If you encounter any bugs, please report them at https://ticket.clyso.com/

Cluster Command

Checkup Command

The checkup command performs an overall health and safety check on the cluster. It checks the health of your Ceph cluster and validates its configuration to ensure optimal performance and reliability.

$ ceph-copilot cluster checkup
Running tests: ...!.!.X.!.!..............X...X!..!

Overall score: 29 out of 35 (B-)

- WARN in Version/Check for Known Issues in Running Version: Info: Found 1 low severity issue(s) in running version 17.2.7-1
- WARN in Operating System/OS Support: Operating System is Unknown
- FAIL in Pools/Recommended Flags: Some pools have missing flags
- WARN in Pools/Pool Autoscale Mode: pg_autoscaler is on which may cause unexpected data movement
- WARN in Pools/Pool CRUSH Failure Domain Buckets: Not enough crush failure domain buckets for some pools
- FAIL in OSD Health/Check BlueFS DB/Journal is on Flash: All OSDs have bluefs db/wal or journal on rotational device
- FAIL in OSD Health/OSD host memory: All OSD hosts have insufficient memory
- WARN in OSD Health/OSD host swap: Some OSD hosts have swap enabled
- WARN in OSD Health/Dedicated Cluster Network: Public and Cluster Networks are Shared

Use --verbose for details and recommendations

Toolkit Command

The toolkit command provides a selection of useful Ceph tools.
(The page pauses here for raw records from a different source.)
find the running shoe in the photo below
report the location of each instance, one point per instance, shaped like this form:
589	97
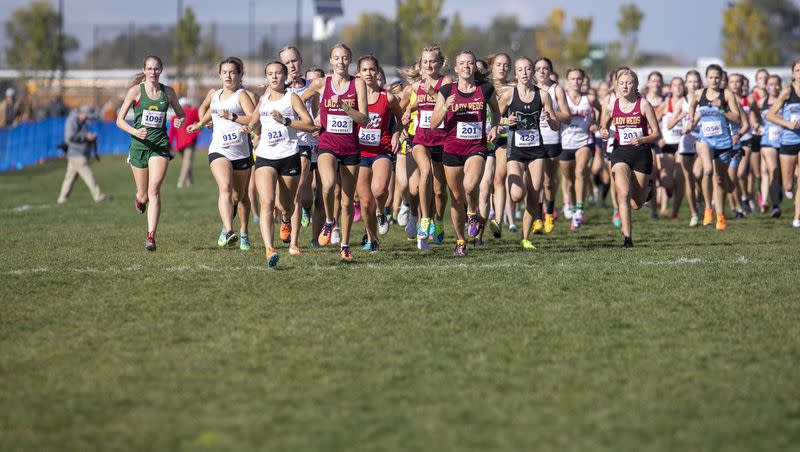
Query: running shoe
496	228
708	217
422	229
627	242
549	223
616	220
472	225
722	223
141	207
567	211
580	216
538	227
461	249
356	212
403	214
411	226
374	246
150	242
227	238
286	231
244	243
272	257
747	209
383	224
422	244
345	255
438	226
326	234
$ ceph-copilot toolkit --help
usage: copilot toolkit [-h] {list,run} ...

positional arguments:
{list,run}
list List the included Ceph tools
run Run an included Ceph tool

optional arguments:
-h, --help show this help message and exit

Example of the toolkit list command:

$ ceph-copilot toolkit list 
Ceph Tools are installed to /usr/libexec/ceph-copilot/tools

Tools:

clyso-cephfs-recover-metadata
clyso-rgw-find-missing
clyso-ceph-diagnostics-collect
clyso-rados-bulk
contrib/jj_ceph_balancer
cern/upmap-remapped.py

Toolkit run example contrib/jj_ceph_balancer

The contrib/jj_ceph_balancer tool is a Ceph balancer optimized for equal OSD storage utilization and PG placements across all pools. This can be run with the following command:

ceph-copilot toolkit run contrib/jj_ceph_balancer -h
Running tool: contrib/jj_ceph_balancer -h
usage: jj-ceph-balancer [-h] [-v] [-q] [--osdsize {device,weighted,crush}]
{gather,show,showremapped,balance,poolosddiff,repairstats,test,osdmap}
...

Ceph balancer optimized for equal OSD storage utilization and PG placements across all pools.

positional arguments:
{gather,show,showremapped,balance,poolosddiff,repairstats,test,osdmap}
gather only gather cluster information, i.e. generate a state file
repairstats which OSDs repaired their stored data?
test test internal stuff
osdmap compatibility with ceph osd maps

optional arguments:
-h, --help show this help message and exit
-v, --verbose increase program verbosity
-q, --quiet decrease program verbosity
--osdsize {device,weighted,crush}
what parameter to take for determining the osd size. default: crush. device=device_size, weighted=devsize*weight, crush=crushweight*weight

This is adoption of JJ's Ceph Balancer https://github.com/TheJJ/ceph-balancer
This balancer doesn't change your cluster anyway, it just prints the commands you can run to generate movements.
Example: for max 10 pg movements:
`jj-ceph-balancer -v balance --max-pg-moves 10 | tee /tmp/balance-upmaps`
If you're satisfied, run: $ bash /tmp/balance-upmaps

To get pool and OSD usage overview:
jj-ceph-balancer show --osds --per-pool-count --sort-utilization

Checkout more with `jj-ceph-balancer --help`


Pools Command

Example of the pools pg distribution command:

$ ceph-copilot pools pg distribution
# NumSamples = 270; Min = 86.00; Max = 160.00
# Mean = 120.044444; Variance = 119.583210; SD = 10.935411; Median 124.000000
# each # represents a count of 2
86.0000 - 93.4000 [ 18]: #########
93.4000 - 100.8000 [ 0]:
100.8000 - 108.2000 [ 29]: ##############
108.2000 - 115.6000 [ 7]: ###
115.6000 - 123.0000 [ 48]: ########################
123.0000 - 130.4000 [ 166]: ###################################################################################
130.4000 - 137.8000 [ 0]:
137.8000 - 145.2000 [ 0]:
145.2000 - 152.6000 [ 0]:
152.6000 - 160.0000 [ 2]: #

This cluster is an example of 270 OSDs which are distributed across the PGs. The output shows the distribution of the OSDs across the PGs.